Sprint may merge with GM unit

May 17, 1994|By Los Angeles Times

In yet another sign of affinity between the computer and the telephone, General Motors Corp. said yesterday that its computer services unit, Electronic Data Systems Corp., is discussing a merger with long-distance provider Sprint Corp.

The proposed "merger of equals," which would require GM to spin off EDS, would create a high-tech behemoth with $20 billion in annual revenue, 120,000 employees and powerful communications and data processing capabilities.

GM purchased EDS in 1984 for $2.5 billion from founder Ross Perot in a rare stroke of luck or foresight to modernize its information processing system. The unit is now valued by analysts at about $15 billion.

To make the merger happen, GM would spin off EDS to holders of its Class E common stock, whose dividends are based on income from EDS. Terms of any merger with Sprint have yet to be agreed upon.

Nevertheless, EDS and Sprint said the merger would strengthen their respective positions in existing markets while enabling them to tackle emerging multimedia markets.

"The combination is formidable," says Robert Clark, industry analyst at Dataquest Inc., a Silicon Valley, Calif., market research company.

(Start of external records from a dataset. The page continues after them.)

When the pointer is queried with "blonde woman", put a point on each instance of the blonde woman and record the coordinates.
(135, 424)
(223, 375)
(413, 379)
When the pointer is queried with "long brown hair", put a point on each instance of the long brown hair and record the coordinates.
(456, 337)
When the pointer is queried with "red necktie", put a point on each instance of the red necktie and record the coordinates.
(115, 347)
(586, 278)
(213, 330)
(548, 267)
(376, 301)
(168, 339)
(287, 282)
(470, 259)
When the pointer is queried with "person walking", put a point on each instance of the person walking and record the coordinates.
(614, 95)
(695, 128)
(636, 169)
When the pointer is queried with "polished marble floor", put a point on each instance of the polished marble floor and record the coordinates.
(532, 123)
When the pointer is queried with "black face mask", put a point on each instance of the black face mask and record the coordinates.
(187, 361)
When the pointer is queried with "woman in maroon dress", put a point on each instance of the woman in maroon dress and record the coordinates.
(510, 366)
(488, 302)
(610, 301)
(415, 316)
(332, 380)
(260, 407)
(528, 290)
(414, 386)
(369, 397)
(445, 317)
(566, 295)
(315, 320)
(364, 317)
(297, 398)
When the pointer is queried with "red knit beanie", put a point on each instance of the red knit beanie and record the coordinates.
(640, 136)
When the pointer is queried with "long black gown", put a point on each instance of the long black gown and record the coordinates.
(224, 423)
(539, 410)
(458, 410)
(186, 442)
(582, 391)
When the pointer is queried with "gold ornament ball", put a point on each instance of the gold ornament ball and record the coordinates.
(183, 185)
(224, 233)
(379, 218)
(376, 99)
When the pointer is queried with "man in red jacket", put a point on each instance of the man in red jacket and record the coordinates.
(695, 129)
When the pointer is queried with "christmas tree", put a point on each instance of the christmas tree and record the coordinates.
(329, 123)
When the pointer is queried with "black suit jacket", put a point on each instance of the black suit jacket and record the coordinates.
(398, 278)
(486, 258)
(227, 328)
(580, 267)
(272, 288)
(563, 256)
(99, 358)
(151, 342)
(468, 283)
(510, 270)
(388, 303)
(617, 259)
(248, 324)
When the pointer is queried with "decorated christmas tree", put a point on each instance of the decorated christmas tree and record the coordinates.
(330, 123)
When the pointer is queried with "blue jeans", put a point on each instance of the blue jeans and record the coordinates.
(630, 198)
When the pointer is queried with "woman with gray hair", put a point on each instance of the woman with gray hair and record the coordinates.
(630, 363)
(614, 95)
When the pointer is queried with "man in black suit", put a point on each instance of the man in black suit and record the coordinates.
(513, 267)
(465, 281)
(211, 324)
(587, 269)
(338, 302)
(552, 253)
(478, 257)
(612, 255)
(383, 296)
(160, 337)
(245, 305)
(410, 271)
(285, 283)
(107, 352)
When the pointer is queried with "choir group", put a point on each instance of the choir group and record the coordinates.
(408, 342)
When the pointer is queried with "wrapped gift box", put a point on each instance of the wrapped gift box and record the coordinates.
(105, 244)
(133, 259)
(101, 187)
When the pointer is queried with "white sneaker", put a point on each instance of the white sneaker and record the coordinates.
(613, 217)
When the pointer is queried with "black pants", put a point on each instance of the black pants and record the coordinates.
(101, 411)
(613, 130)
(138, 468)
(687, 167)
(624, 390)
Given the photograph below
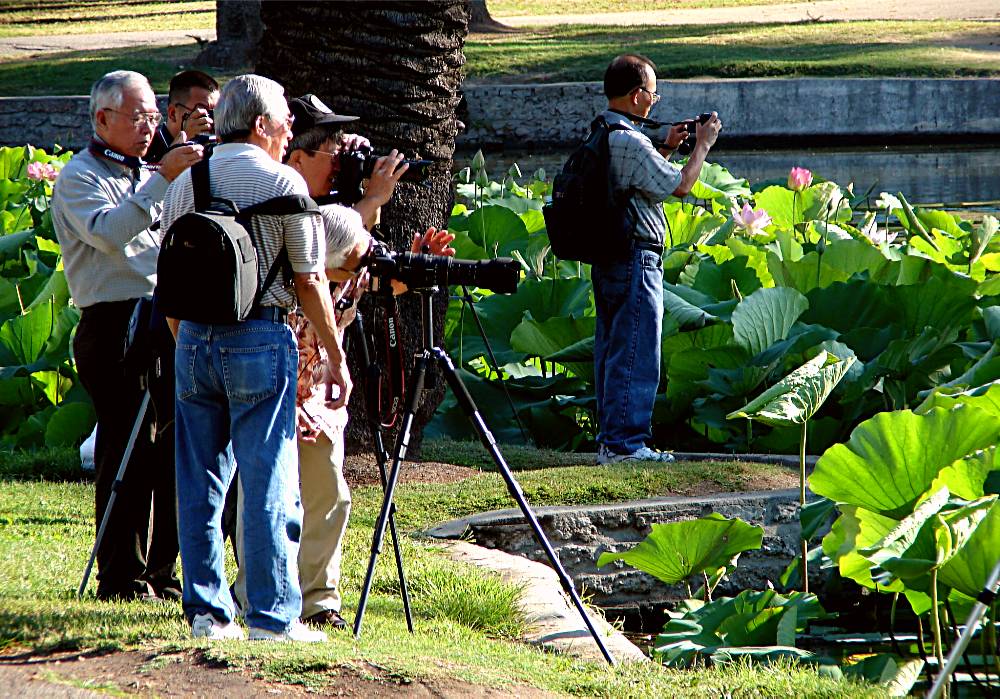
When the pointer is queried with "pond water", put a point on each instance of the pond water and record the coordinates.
(925, 174)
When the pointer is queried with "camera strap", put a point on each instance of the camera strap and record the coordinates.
(389, 391)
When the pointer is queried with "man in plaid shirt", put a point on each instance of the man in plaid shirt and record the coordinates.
(629, 291)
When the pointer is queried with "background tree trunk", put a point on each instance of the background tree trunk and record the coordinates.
(397, 65)
(480, 19)
(238, 31)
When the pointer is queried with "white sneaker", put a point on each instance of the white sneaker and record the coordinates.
(606, 456)
(297, 632)
(207, 626)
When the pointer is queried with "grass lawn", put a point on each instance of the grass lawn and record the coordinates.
(570, 53)
(27, 18)
(515, 8)
(849, 49)
(465, 621)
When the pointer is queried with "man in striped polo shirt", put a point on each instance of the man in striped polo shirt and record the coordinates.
(236, 383)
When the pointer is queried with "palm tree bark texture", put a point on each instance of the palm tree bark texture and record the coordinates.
(397, 65)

EDS is already a heavy user of telecommunications. EDS builds and operates computer systems that connect factories, dealers, offices and parts suppliers for companies like parent GM and Xerox.

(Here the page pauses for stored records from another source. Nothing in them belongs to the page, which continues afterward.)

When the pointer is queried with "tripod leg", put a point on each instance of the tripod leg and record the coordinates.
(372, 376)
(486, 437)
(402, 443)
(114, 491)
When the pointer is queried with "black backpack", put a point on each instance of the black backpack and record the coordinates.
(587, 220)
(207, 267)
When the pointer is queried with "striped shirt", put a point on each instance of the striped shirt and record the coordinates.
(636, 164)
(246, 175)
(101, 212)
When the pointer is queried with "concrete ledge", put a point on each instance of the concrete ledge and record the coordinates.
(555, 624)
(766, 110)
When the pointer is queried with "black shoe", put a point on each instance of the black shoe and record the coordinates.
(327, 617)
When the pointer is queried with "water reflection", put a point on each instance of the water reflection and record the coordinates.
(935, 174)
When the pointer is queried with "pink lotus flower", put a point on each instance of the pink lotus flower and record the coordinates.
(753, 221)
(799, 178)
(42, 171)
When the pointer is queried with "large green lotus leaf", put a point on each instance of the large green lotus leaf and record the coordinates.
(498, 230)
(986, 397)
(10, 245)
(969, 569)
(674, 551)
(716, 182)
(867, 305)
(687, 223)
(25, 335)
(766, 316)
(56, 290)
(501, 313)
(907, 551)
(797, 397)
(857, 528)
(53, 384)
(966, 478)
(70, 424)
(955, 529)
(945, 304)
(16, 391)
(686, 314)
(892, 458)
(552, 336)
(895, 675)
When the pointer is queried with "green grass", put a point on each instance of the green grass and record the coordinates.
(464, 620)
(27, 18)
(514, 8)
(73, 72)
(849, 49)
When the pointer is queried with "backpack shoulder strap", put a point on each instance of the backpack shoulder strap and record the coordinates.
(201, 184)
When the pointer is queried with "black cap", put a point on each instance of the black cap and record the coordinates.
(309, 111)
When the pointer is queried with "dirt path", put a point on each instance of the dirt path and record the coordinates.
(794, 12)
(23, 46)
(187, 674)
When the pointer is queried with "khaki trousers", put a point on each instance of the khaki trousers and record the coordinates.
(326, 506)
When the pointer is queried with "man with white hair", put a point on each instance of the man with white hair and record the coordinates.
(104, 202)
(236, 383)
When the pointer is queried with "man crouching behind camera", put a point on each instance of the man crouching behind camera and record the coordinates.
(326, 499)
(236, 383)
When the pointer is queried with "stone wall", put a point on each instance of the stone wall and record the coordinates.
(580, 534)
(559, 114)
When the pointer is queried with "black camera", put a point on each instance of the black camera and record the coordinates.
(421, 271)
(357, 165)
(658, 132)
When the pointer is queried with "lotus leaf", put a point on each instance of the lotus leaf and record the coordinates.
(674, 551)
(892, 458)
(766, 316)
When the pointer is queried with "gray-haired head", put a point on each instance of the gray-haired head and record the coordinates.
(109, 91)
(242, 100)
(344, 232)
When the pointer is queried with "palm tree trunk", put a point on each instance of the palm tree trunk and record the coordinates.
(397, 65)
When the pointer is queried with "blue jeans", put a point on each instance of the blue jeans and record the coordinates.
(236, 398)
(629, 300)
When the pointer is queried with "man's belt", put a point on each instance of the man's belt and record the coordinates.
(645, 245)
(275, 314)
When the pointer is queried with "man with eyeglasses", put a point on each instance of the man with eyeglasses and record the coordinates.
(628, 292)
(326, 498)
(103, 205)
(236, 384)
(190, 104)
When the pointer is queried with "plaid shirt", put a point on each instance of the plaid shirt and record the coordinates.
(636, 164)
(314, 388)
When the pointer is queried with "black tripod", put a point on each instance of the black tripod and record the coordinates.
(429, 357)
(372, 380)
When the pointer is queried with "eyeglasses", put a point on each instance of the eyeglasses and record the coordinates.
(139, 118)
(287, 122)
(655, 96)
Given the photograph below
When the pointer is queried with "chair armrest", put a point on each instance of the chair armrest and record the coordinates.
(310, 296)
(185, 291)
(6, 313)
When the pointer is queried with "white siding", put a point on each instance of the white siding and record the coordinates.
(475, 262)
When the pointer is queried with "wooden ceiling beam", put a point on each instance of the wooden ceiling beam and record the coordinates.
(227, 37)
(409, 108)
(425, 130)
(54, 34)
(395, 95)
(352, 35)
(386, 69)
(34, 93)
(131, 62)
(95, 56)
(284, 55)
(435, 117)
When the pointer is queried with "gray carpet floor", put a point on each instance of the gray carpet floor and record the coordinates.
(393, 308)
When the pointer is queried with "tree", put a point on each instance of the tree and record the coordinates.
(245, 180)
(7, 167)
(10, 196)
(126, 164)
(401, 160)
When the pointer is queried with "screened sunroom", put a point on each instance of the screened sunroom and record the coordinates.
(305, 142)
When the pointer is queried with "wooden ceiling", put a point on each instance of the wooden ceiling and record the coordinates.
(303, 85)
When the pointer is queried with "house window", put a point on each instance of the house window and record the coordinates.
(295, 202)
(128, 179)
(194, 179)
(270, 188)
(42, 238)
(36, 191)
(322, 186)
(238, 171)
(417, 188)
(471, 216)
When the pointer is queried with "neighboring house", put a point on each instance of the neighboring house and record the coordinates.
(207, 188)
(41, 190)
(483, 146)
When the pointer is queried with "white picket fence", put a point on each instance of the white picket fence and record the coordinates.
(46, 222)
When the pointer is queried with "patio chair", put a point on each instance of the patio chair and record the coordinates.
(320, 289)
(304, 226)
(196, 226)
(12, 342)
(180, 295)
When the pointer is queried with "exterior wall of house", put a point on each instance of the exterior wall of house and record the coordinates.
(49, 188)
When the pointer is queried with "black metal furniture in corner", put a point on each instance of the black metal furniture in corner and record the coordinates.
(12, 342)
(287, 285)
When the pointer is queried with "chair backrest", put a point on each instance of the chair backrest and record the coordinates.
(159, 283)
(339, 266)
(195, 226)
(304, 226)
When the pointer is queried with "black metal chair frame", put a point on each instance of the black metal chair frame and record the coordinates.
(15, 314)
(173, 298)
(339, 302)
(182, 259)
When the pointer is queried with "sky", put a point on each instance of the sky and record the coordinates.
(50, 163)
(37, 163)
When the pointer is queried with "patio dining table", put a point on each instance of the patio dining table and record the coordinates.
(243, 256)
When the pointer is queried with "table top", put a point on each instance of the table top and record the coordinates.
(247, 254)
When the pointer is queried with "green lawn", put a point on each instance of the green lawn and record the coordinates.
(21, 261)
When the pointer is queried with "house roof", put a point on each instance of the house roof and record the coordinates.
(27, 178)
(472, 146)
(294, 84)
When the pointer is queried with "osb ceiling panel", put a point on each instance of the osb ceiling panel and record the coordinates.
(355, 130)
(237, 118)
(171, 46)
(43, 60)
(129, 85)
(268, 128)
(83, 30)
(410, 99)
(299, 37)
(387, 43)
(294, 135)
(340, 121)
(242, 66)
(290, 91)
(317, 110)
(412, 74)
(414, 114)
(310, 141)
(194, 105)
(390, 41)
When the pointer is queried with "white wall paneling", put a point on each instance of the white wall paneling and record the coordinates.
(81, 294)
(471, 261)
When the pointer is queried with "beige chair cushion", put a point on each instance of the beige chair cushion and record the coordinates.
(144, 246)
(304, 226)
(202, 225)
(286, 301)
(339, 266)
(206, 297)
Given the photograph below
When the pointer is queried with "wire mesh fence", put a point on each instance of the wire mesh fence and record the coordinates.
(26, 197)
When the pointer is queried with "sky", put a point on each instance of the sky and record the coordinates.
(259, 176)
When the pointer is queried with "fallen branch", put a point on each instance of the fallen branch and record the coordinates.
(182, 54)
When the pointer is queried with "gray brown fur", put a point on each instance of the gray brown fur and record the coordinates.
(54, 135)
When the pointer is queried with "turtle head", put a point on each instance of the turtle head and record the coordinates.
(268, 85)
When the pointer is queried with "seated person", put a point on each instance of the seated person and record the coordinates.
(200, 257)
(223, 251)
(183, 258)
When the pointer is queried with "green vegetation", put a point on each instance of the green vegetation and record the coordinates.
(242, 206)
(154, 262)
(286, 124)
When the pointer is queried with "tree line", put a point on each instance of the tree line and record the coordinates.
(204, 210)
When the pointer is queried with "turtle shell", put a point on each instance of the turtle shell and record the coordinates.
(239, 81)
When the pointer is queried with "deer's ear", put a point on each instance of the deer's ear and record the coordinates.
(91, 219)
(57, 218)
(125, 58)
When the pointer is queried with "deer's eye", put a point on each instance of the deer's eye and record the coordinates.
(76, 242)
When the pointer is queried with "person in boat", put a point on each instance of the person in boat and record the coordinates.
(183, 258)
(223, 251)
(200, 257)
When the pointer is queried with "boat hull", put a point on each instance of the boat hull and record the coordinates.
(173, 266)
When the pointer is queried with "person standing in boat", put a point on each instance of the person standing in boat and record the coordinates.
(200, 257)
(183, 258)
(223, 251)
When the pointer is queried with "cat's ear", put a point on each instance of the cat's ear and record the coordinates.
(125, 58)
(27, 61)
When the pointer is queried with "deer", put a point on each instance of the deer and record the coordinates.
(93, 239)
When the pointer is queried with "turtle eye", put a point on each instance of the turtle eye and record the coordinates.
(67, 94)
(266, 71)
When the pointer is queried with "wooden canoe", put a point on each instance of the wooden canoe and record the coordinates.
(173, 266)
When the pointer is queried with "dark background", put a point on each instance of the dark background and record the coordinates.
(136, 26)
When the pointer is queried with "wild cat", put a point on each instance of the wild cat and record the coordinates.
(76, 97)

The company would use Sprint's state-of-the-art communications system to cut its phone costs and offer customers one-stop shopping.

"Companies want a one-stop provider for all communications and information needs," said EDS Chairman Les Alberthal.

Sprint's network and broad customer base would also make it easier for EDS to reach millions of consumers with new services such as home shopping, video-on-demand, remote home automation and on-demand education, Mr. Alberthal said. The company already serves consumers by collecting and processing data from banks' automated teller machines.

Sprint, for its part, needs the cash and computer know-how to compete in the long-distance telephone business, where it is now a weak third behind AT&T and MCI Communications.

"The combined ability to deliver information technology and telecommunications capability on a world level is not currently available," said Sprint chief executive William Esrey in a statement.

While telecommunications companies like Sprint can transport information efficiently, says Ken Zita, partner at Network Dynamics Associates, a New York communications consulting company, they don't have the technology to connect varied computer systems.

In a major step in that direction, AT&T recently announced it would develop systems to enable companies using a popular local area network software to connect their various operations over long distance lines. AT&T would, in effect, enable companies to create global private networks without having to hire systems integration providers like EDS.

Sprint and GM cautioned there are "significant issues to be resolved" before the merger goes ahead.